Der Lunch im großen Speisesaal der „Usakama“ ging mit einer Tasse Kaffee zu Ende. Die letzten Klänge der Schiffskapelle verrauschten, und lauter schlugen nun Gesprächsbrocken von den einzelnen Tischen her durch den Raum. Schon erhoben sich einzelne Gäste.
Auch Doktor Gransfeld, der seinen Platz neben dem Schiffsarzt hatte, schob die leere Kaffeetasse zurück und machte Anstalten, aufzustehen. „Wie wär’s mit einem Verdauungsmarsch über das Promenadendeck, Kollege?“
Doktor Lüders, der Schiffsarzt, lachte. „Aha, die alte Regel! ‚Nach der Mahlzeit sollst Du ruhn oder tausend Schritte tun!‘ Sie haben recht. Man setzt bei unserer Bordverpflegung sonst unweigerlich Speck an. Also auf zum Mittagsbummel!“
Die beiden Medizinmänner – auch Doktor Gransfeld war Arzt – stiegen die Mahagonitreppe zum Promenadendeck empor. Vor der Wanduhr im Treppenhaus, unter der auf einer Seekarte gerade das neue Mittagsbesteck eingetragen wurde, blieben sie stehen.

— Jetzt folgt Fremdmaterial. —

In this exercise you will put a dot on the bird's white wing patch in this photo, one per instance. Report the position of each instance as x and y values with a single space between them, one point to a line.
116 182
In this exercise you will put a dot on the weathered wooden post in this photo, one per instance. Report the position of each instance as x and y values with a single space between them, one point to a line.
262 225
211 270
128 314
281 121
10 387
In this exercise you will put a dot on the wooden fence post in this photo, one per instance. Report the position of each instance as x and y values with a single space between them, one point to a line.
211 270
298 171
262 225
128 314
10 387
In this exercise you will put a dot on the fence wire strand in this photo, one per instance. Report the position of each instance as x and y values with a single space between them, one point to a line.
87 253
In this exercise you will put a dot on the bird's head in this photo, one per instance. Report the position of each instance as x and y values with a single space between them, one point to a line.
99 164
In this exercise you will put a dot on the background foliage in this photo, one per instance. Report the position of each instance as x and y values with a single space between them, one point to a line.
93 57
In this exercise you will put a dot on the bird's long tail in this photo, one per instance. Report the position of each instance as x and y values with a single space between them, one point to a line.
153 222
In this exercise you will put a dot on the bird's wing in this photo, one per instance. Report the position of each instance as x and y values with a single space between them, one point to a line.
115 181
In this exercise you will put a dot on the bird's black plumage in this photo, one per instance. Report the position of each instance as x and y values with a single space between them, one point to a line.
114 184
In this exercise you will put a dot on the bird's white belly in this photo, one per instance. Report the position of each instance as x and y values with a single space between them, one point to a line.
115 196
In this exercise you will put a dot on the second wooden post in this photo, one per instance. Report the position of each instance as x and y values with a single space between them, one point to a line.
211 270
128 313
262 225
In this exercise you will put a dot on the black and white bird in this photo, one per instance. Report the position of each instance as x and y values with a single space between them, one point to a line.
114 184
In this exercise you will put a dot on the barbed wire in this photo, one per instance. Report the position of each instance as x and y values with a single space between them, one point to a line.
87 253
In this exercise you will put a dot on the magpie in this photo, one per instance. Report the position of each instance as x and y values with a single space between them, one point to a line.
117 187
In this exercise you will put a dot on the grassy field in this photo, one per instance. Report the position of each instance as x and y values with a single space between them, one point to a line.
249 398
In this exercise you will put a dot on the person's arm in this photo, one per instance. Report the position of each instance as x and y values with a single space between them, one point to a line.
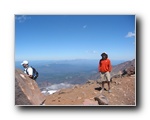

„Einen Augenblick, Kollege! Wollen mal sehen, wo wir sind. – 24 Grad 10 Minuten östlicher Länge, 33 Grad 45 Minuten nördlicher Breite. Alle Wetter, sollte denn da im Norden nichts von Kreta zu sehen sein?“
Doktor Lüders schüttelte den Kopf. „Ausgeschlossen! Unser Kurs steht zwanzig Meilen südlich von der Insel. Von Europa bekommen Sie nichts mehr zu sehen, erst in Port Said wieder afrikanisches und asiatisches Land zur gleichen Zeit. Stellen wir unsere Uhren gleich auf die neue Schiffszeit dreißig Minuten vor! Eine halbe Stunde ist uns bei der Ostfahrt verlorengegangen. Ein Trost, dass wir sie auf der Rückreise wiederfinden.“
Auch Gransfeld zog seinen Chronometer und richtete ihn neu. „So, Punkt eins des Programms wäre erledigt. Jetzt mal nach vorn! Vielleicht gibt’s Delphine.“
„Meinetwegen! Aber da sind keine Sonnensegel. Es wird ein bisschen warm werden.“
Sie schritten über Promenaden- und Vorderdeck bis zur Spitze des Schiffes und schauten in die Flut. In der klaren See umschwärmte ein Rudel Delphine das Schiff, und geraume Zeit betrachteten sie die munteren Fische.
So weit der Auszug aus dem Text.